Os líderes vão ainda dedicar uma parte da cimeira para abordarem o conflito do território disputado de Nagorno-Karabakh, que desde há cinco dias voltou a ser campo de batalha. A UE vai apelar a um cessar-fogo imediato, ao fim das hostilidades entre Azerbaijão e Arménia.
Na cimeira, que tem também um tópico sobre a Turquia, os líderes deverão apoiar a posição que tem sido expressa por Bruxelas de que "a interferência estrangeira" em Nagorno-Karabakh "não é aceitável e é preciso evitá-la".
"Defendemos que todos os atores regionais devem contribuir para parar o confronto armado, por forma a permitir uma resolução pacífica deste conflito", avançou nesta semana o porta-voz principal da Comissão Europeia para os Negócios Estrangeiros e a Política de Segurança, Peter Stano.
O jantar de trabalho desta quinta-feira será inteiramente dedicado à situação no Mediterrâneo Oriental e às relações com a Turquia. "O nosso objetivo é criar espaço para um diálogo construtivo com a Turquia para alcançar a estabilidade e a segurança em toda a região e garantir o pleno respeito pela soberania e pelos direitos soberanos de todos os Estados membros da UE", defende Charles Michel, numa altura em que a Ancara tem em curso exercícios militares no Mediterrâneo que têm reforçado as tensões com Atenas.

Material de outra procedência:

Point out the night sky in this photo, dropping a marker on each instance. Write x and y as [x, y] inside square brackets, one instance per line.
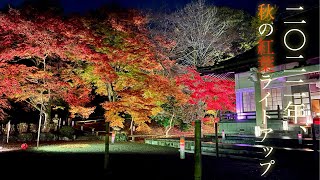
[81, 6]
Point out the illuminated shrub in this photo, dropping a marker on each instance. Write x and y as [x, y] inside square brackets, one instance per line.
[22, 127]
[121, 137]
[47, 137]
[67, 131]
[25, 137]
[33, 128]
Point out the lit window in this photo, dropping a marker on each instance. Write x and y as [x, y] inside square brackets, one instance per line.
[303, 98]
[248, 101]
[274, 99]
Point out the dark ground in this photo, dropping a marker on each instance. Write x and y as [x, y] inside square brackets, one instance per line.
[291, 165]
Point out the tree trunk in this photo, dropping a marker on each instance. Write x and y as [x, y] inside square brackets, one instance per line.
[8, 131]
[110, 93]
[170, 125]
[39, 128]
[131, 129]
[216, 132]
[106, 152]
[197, 151]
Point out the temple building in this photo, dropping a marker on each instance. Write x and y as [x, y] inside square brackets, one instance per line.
[285, 100]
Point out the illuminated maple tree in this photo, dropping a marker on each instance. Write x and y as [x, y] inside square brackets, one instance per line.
[55, 48]
[206, 93]
[140, 88]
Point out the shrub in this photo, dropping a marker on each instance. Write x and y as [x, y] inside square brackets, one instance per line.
[25, 137]
[22, 127]
[67, 131]
[121, 137]
[33, 128]
[47, 137]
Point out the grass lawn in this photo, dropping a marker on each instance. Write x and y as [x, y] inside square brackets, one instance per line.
[98, 147]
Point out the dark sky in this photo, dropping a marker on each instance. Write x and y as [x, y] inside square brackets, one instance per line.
[250, 6]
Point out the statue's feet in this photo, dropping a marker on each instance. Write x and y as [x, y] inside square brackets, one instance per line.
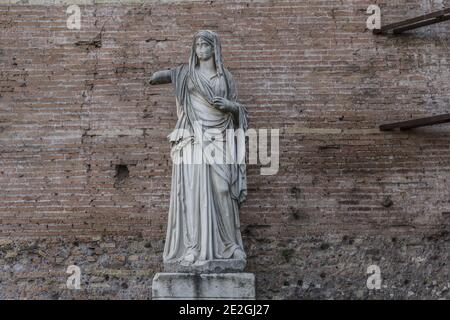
[239, 255]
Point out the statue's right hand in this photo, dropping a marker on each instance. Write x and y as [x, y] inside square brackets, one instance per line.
[152, 79]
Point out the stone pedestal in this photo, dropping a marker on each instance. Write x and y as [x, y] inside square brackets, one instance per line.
[192, 286]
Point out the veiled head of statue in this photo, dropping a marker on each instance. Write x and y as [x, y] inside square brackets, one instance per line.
[206, 45]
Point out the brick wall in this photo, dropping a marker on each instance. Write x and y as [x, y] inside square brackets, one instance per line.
[85, 166]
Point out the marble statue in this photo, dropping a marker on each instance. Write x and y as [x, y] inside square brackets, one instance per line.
[203, 228]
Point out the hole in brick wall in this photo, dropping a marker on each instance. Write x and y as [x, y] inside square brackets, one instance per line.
[121, 172]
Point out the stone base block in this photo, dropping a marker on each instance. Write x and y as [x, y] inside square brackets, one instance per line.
[209, 266]
[191, 286]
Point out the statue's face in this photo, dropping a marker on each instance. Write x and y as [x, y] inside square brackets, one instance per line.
[203, 49]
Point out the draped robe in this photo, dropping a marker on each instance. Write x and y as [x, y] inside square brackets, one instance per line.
[205, 196]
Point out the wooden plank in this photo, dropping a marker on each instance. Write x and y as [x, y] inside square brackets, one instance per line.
[421, 24]
[421, 122]
[417, 22]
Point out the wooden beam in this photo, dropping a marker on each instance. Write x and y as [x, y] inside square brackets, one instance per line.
[410, 124]
[414, 23]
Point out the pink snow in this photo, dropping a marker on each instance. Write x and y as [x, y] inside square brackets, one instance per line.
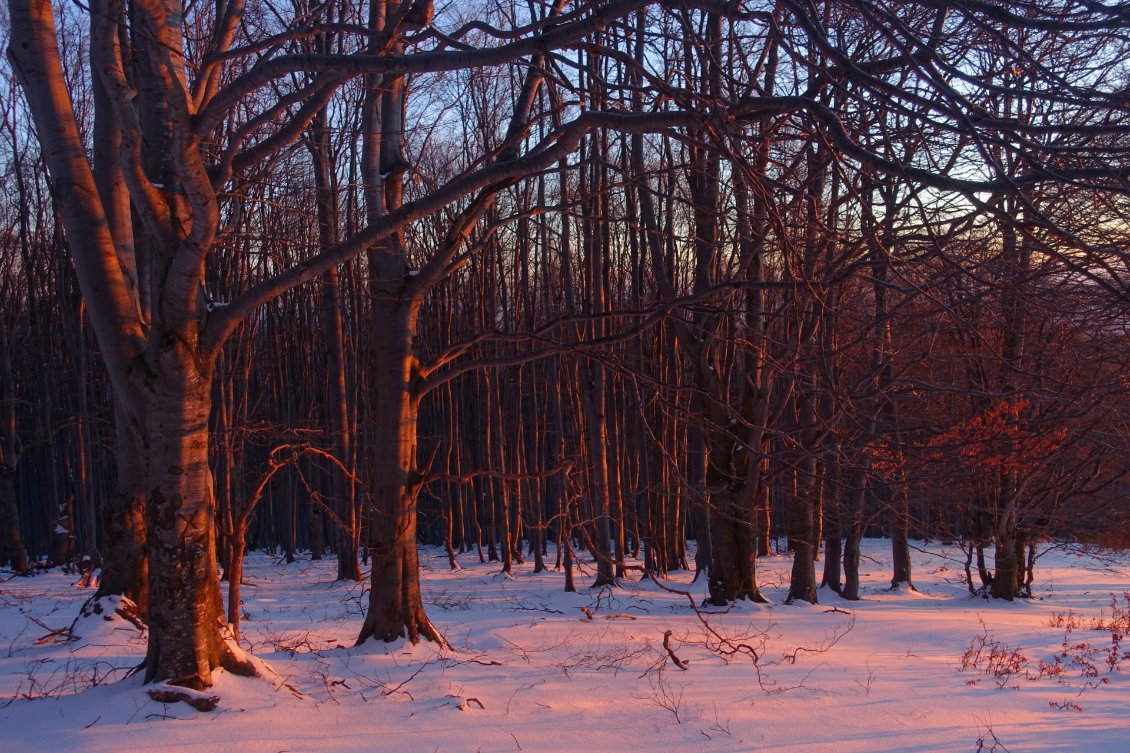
[531, 673]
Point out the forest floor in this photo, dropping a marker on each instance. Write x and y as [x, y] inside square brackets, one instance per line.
[932, 669]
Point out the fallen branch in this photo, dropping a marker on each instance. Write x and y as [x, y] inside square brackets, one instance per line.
[667, 645]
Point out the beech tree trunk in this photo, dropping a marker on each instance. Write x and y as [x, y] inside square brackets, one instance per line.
[396, 607]
[125, 568]
[185, 643]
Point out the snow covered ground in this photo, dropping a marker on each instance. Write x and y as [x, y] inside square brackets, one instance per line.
[532, 673]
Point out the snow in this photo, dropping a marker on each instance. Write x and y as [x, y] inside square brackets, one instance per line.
[530, 672]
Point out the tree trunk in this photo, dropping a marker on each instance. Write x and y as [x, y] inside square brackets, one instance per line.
[124, 568]
[396, 607]
[185, 643]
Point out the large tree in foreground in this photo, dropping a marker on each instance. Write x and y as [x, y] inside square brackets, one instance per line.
[192, 98]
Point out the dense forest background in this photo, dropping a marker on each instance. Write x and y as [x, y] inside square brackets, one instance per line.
[759, 276]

O presidente do Conselho Europeu acredita que a estabilidade na região "só será possível se a Turquia se empenhar de forma construtiva". Sem nomear, o presidente Charles Michel adianta que "todas as opções permanecem em cima da mesa para defender os legítimos interesses da UE e dos seus Estados membros".

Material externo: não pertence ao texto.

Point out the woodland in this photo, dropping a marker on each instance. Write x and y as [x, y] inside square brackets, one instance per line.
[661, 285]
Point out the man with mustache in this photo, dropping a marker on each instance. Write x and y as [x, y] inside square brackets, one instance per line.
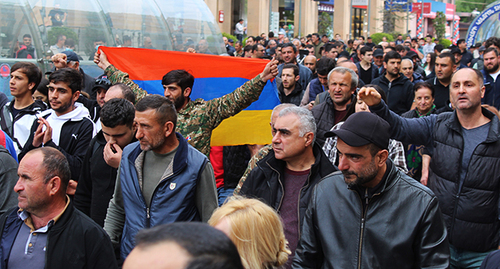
[490, 74]
[361, 218]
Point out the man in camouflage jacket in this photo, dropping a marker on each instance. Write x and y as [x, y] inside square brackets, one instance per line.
[196, 119]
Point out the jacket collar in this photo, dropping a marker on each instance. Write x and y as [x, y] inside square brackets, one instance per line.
[493, 134]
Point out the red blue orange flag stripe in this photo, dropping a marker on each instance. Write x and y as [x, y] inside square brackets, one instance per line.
[214, 77]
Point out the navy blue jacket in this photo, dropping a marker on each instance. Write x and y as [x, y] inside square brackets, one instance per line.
[174, 198]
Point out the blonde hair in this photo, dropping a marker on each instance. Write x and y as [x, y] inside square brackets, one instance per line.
[256, 230]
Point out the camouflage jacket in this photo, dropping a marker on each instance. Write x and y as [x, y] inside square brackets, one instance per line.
[198, 118]
[252, 164]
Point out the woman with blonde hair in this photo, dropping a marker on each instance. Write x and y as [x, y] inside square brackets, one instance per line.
[256, 230]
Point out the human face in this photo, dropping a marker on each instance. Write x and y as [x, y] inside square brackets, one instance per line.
[288, 55]
[61, 99]
[444, 68]
[379, 60]
[33, 193]
[323, 80]
[39, 96]
[150, 133]
[458, 57]
[101, 94]
[465, 90]
[339, 87]
[19, 85]
[424, 100]
[361, 106]
[121, 135]
[287, 144]
[393, 67]
[407, 69]
[311, 51]
[288, 78]
[261, 51]
[310, 62]
[27, 41]
[332, 53]
[314, 39]
[491, 62]
[357, 164]
[368, 57]
[164, 255]
[176, 95]
[113, 92]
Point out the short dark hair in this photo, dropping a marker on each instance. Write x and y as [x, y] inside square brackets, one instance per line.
[69, 76]
[391, 55]
[55, 164]
[292, 66]
[290, 44]
[182, 78]
[325, 65]
[490, 49]
[208, 247]
[31, 71]
[438, 47]
[117, 112]
[164, 108]
[492, 41]
[365, 49]
[420, 85]
[449, 56]
[127, 92]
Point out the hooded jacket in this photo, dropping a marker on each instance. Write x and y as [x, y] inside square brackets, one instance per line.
[71, 135]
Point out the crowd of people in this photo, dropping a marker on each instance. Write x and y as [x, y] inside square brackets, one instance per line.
[382, 156]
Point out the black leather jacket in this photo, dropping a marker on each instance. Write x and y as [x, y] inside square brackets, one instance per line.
[400, 228]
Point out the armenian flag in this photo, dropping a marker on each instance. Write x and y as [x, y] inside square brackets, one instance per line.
[215, 76]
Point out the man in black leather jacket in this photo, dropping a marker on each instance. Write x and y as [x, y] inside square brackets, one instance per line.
[371, 215]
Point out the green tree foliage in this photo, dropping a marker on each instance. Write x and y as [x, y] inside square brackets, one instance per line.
[440, 24]
[325, 23]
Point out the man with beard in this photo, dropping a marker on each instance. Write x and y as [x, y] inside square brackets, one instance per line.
[490, 74]
[397, 87]
[162, 179]
[359, 218]
[444, 68]
[196, 118]
[290, 90]
[67, 126]
[289, 54]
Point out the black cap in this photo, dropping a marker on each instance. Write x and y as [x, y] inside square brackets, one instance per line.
[102, 82]
[378, 52]
[363, 128]
[71, 56]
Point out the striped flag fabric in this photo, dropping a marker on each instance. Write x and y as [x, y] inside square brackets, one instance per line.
[215, 76]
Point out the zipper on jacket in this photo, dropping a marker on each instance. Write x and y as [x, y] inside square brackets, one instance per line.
[363, 219]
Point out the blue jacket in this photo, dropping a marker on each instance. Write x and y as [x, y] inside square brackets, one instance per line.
[173, 199]
[470, 209]
[492, 93]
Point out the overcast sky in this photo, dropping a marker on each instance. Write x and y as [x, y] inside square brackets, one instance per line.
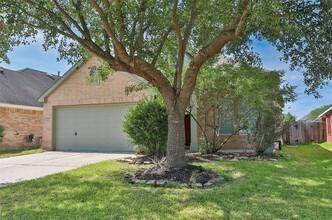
[34, 56]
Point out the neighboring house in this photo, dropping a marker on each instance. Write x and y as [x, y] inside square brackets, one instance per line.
[20, 112]
[89, 117]
[327, 123]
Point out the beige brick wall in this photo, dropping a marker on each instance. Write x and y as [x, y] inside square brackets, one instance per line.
[75, 91]
[235, 142]
[19, 123]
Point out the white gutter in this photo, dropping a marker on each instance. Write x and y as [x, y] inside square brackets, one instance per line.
[26, 107]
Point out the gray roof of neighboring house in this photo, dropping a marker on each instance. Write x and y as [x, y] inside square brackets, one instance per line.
[325, 112]
[24, 87]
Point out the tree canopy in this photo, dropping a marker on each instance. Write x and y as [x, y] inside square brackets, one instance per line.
[157, 33]
[152, 38]
[316, 112]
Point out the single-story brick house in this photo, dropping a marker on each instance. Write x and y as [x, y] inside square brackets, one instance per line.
[327, 123]
[20, 112]
[80, 116]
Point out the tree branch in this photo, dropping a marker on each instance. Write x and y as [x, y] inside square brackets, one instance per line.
[160, 47]
[231, 32]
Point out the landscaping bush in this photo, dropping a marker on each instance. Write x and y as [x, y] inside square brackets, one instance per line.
[2, 132]
[146, 126]
[267, 129]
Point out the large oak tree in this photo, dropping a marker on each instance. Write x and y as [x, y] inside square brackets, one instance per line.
[150, 38]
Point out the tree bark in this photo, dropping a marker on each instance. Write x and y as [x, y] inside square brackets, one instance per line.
[176, 138]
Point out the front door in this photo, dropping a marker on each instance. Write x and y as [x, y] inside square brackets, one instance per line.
[187, 131]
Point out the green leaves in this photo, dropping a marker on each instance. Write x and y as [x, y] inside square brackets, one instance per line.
[146, 126]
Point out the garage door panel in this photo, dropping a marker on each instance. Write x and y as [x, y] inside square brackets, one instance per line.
[98, 128]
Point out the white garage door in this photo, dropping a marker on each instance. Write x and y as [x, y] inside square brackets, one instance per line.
[91, 128]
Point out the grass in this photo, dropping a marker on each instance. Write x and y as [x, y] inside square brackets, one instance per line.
[326, 145]
[299, 187]
[14, 153]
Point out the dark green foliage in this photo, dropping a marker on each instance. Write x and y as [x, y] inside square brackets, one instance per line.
[146, 126]
[2, 132]
[242, 93]
[315, 113]
[267, 129]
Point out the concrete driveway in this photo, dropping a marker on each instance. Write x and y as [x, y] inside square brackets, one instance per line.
[20, 168]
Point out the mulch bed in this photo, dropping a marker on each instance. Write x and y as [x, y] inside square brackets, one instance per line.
[198, 157]
[191, 175]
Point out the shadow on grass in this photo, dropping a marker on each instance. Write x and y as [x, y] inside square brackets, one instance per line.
[253, 189]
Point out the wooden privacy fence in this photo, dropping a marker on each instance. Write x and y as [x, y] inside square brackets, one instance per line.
[305, 132]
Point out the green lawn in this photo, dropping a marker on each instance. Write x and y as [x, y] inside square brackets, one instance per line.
[327, 146]
[14, 153]
[295, 188]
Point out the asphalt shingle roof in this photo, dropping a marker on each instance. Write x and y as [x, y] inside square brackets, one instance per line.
[24, 87]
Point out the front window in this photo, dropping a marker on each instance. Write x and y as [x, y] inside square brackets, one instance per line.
[237, 121]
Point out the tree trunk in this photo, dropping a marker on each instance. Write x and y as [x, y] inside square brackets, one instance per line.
[176, 139]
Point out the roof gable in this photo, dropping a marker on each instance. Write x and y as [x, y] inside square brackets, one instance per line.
[72, 71]
[23, 87]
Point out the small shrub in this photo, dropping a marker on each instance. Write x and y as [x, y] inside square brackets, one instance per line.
[146, 126]
[265, 132]
[2, 132]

No âmbito da pandemia, Michel "gostaria que se discutisse a melhor forma de reforçar a autonomia estratégica da UE", tendo previsto "um debate aprofundado na sexta-feira de manhã sobre como desbloquear todo o potencial do mercado único, desenvolver uma política industrial ambiciosa e explorar as oportunidades oferecidas pelos mais recentes desenvolvimentos digitais".
O Brexit, que chegou nesta semana a uma fase crucial, terá reservado "um breve ponto da situação" sobre as negociações do acordo da relação futura, já no final da cimeira.